Evaluating the Use of an RTOS to Reduce a Vehicle's Bill of Materials and Ensure Timing Correctness 2002-01-2212
On the face of it, the idea that software alone can reduce a vehicle's total bill of materials seems difficult to credit. However, when one examines the idea in detail, it becomes more plausible: according to analyst group Gartner Dataquest, 30% of the cost of constructing a new vehicle is in its electronic systems. A significant proportion of these electronic systems are electronic control units (ECUs) based around a microcontroller that contains an increasingly large amount of software. How the software is implemented on the microcontroller will has two key effects on ECU unit cost:
Software that leads to larger RAM requirements will typically increase the cost, particularly if the design results in a multi-chip implementation rather than a single chip implementation.
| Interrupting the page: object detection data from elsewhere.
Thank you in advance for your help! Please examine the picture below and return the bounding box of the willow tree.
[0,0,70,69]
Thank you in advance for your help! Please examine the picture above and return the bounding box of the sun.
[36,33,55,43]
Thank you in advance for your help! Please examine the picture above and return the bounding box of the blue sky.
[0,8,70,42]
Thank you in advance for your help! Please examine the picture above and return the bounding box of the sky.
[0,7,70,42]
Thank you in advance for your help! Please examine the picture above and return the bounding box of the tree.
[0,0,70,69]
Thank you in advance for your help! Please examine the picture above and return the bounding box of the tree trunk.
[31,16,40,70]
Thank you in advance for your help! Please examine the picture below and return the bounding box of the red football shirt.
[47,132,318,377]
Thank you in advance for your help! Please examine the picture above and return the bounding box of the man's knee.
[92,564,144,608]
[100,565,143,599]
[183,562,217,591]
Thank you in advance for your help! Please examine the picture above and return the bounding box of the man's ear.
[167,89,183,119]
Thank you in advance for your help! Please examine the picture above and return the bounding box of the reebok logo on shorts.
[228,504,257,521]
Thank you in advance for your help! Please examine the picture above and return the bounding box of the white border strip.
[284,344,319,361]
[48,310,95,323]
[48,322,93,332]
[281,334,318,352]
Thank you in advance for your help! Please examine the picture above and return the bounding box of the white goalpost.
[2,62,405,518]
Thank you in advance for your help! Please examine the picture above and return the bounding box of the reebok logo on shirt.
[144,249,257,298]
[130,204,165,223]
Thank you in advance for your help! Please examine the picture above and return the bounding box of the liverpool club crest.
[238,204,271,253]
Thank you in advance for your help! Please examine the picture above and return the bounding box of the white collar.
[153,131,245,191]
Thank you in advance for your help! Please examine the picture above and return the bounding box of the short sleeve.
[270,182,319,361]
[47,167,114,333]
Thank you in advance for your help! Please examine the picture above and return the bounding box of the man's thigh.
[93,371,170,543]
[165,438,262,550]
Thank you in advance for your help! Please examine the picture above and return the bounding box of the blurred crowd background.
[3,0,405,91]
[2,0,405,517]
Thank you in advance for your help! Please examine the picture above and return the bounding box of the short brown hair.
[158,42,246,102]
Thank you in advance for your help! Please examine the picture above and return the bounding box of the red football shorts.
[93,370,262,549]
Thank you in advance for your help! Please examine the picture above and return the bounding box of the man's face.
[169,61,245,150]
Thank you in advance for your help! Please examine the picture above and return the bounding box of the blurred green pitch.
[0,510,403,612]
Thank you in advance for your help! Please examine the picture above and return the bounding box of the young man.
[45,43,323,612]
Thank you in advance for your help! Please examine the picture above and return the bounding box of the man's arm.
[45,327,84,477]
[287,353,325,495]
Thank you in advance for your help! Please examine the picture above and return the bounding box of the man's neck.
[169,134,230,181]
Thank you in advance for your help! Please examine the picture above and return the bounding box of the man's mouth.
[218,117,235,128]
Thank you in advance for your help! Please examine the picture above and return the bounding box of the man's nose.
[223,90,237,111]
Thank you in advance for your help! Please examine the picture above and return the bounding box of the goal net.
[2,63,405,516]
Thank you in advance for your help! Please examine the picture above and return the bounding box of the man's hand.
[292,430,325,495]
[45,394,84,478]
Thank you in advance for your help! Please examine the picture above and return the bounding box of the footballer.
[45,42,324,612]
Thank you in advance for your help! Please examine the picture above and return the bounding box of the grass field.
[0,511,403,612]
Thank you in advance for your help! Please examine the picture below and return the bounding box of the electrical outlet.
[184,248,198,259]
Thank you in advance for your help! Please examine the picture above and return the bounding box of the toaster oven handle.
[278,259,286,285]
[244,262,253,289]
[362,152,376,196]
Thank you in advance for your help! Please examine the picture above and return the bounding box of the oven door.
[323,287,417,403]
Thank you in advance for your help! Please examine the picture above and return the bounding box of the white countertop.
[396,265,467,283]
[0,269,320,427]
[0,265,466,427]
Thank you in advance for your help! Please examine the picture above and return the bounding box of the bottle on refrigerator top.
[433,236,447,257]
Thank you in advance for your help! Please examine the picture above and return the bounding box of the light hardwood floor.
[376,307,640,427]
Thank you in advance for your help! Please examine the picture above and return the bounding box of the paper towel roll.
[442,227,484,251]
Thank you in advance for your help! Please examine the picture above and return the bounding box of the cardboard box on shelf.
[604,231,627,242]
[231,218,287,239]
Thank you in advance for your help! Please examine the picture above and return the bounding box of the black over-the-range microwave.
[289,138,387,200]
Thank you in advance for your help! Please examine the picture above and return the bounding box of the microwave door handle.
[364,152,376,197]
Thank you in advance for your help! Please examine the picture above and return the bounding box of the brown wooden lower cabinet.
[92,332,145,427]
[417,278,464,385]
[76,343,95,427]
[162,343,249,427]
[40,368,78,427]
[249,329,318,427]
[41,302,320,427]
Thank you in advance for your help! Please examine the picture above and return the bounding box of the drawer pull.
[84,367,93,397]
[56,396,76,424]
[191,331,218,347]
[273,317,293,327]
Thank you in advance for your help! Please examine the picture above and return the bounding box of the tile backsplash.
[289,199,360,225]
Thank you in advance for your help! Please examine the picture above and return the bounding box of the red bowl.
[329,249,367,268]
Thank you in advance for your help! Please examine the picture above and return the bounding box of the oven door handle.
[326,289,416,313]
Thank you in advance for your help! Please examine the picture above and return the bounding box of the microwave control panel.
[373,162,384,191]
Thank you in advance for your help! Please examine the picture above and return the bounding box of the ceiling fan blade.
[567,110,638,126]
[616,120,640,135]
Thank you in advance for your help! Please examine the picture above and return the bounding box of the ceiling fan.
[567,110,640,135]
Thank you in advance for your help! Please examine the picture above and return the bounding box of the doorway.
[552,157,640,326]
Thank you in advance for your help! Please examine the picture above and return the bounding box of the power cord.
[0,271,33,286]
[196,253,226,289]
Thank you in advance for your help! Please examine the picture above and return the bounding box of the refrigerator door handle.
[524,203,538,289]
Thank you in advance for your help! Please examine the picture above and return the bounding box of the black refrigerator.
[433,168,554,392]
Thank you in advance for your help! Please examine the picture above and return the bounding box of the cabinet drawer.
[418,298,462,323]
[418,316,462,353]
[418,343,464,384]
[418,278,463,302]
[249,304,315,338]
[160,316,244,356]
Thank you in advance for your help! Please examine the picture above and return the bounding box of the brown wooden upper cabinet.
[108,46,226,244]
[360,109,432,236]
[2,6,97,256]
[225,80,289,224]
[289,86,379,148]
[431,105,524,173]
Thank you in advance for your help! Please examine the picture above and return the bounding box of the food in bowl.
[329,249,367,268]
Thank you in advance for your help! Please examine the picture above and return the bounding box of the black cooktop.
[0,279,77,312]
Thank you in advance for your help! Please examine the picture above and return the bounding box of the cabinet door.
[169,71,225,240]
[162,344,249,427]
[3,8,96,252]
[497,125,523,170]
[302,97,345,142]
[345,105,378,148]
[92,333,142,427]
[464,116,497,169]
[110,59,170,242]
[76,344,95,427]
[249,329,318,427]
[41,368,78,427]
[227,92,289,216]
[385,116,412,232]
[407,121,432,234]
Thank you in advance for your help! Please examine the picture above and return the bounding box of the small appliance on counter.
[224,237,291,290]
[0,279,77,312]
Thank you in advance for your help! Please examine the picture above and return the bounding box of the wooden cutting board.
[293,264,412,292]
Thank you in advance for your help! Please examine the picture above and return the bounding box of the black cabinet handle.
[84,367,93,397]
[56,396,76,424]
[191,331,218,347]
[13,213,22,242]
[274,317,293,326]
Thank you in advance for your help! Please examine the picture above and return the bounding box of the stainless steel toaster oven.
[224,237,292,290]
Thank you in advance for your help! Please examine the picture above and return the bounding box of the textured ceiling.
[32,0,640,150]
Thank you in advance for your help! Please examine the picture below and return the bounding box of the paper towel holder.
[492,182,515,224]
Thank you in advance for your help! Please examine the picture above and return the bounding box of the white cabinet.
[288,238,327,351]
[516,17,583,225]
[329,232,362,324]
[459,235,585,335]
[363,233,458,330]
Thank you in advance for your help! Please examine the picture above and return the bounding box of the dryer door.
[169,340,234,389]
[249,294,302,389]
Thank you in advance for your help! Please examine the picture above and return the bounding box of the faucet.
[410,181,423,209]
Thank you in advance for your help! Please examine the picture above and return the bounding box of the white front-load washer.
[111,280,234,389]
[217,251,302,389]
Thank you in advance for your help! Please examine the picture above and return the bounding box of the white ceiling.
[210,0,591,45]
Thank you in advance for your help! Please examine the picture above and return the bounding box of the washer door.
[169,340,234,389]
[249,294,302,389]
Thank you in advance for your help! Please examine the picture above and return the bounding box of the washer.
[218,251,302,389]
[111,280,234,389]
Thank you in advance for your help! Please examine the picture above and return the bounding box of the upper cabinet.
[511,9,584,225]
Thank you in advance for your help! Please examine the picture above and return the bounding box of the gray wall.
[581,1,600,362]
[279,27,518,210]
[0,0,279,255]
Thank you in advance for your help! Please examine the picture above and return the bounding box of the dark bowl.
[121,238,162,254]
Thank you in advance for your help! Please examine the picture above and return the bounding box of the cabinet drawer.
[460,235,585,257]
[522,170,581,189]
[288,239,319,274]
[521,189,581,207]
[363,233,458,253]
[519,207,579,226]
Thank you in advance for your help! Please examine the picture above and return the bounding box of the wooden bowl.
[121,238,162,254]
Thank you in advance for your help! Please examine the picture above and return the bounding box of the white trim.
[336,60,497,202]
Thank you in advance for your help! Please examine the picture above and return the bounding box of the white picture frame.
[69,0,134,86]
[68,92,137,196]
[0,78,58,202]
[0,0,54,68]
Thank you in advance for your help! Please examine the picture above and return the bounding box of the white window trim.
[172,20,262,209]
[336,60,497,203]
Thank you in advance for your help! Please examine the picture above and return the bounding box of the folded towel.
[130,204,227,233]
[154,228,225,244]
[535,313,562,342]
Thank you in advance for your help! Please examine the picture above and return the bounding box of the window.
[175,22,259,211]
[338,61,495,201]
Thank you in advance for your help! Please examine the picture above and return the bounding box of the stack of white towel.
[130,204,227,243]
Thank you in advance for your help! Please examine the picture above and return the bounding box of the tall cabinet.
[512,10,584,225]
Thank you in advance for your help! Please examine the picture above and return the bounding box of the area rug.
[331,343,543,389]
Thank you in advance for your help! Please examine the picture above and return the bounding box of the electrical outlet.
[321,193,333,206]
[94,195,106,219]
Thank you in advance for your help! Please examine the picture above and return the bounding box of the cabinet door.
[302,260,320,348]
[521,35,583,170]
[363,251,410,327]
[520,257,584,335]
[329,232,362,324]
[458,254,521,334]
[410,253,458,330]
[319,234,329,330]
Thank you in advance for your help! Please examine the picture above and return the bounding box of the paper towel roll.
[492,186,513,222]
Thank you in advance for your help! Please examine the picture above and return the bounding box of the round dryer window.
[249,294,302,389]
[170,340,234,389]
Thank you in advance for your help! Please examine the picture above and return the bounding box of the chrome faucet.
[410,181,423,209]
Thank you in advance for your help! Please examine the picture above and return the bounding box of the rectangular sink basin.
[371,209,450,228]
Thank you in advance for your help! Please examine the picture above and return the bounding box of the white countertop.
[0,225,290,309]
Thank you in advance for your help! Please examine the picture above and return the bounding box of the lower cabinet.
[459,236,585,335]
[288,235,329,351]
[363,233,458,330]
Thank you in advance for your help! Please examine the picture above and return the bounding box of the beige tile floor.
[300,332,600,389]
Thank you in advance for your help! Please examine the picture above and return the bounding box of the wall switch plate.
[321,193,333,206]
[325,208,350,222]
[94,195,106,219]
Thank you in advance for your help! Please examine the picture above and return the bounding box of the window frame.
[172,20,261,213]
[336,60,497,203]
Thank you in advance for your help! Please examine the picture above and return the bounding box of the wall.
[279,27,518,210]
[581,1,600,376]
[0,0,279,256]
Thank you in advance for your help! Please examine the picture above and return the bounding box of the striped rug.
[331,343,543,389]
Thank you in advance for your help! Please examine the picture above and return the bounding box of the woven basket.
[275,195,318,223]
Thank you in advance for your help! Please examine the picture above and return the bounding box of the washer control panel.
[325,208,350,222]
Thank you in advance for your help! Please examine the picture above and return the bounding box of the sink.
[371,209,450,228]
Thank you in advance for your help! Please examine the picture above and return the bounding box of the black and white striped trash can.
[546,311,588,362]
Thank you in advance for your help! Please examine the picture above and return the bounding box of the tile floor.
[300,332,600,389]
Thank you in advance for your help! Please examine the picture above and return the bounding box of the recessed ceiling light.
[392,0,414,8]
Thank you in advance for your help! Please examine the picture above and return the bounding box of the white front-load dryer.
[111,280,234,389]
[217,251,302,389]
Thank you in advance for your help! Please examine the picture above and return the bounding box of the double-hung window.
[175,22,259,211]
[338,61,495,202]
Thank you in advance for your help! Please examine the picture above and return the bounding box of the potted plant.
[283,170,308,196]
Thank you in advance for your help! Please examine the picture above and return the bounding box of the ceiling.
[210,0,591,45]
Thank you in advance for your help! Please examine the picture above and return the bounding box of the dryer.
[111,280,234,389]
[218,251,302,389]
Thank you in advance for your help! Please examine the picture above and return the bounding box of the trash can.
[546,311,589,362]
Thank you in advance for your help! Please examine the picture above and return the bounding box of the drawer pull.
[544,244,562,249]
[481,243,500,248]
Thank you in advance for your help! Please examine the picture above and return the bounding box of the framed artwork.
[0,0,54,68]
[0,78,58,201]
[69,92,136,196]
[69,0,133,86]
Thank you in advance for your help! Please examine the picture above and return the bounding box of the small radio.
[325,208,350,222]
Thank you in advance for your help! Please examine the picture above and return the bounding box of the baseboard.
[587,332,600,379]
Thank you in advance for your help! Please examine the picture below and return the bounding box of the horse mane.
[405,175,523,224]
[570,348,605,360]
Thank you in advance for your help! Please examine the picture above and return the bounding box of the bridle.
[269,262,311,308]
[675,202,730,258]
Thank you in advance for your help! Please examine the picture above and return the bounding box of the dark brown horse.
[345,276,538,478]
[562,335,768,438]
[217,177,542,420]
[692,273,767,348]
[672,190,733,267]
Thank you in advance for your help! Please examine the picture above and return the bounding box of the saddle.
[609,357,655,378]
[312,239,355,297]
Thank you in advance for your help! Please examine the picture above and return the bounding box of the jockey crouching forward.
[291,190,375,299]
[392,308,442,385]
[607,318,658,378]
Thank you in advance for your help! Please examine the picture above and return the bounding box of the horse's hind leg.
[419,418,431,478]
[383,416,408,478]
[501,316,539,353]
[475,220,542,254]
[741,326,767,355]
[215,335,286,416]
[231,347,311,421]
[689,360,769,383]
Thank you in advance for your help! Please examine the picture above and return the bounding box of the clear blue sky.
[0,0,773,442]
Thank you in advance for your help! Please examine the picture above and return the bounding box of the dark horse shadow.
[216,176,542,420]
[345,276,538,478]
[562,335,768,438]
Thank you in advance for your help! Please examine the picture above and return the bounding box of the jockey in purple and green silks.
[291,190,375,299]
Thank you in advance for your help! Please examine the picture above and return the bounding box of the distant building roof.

Software that demands higher performance from the microcontroller will typically increase the cost
The software design costs also have an effect on ECU cost, but this is amortized over the total production life of the ECU, and is low in comparison to hardware costs.
In this paper we shall show how the selection of an appropriate real-time operating system (RTOS) can lead to reductions in the performance requirements for a microcontroller in an ECU while maintaining low memory requirements, and consequently to a vehicle's overall bill of materials. Use of appropriate timing analysis technologies in conjunction with an RTOS that is capable of being analyzed can also assist in achieving cost reductions while improving the reliability of the application. This also will be discussed.
This paper assumes that any RTOS being selected will certified to comply with the OSEK/VDX OS standard[OSEK00], as such RTOSs offer many advantages to ECU developer over an RTOS with a proprietary interface. Furthermore, vehicle manufacturers are increasingly demanding ECU manufacturers use OSEK-compliant solutions.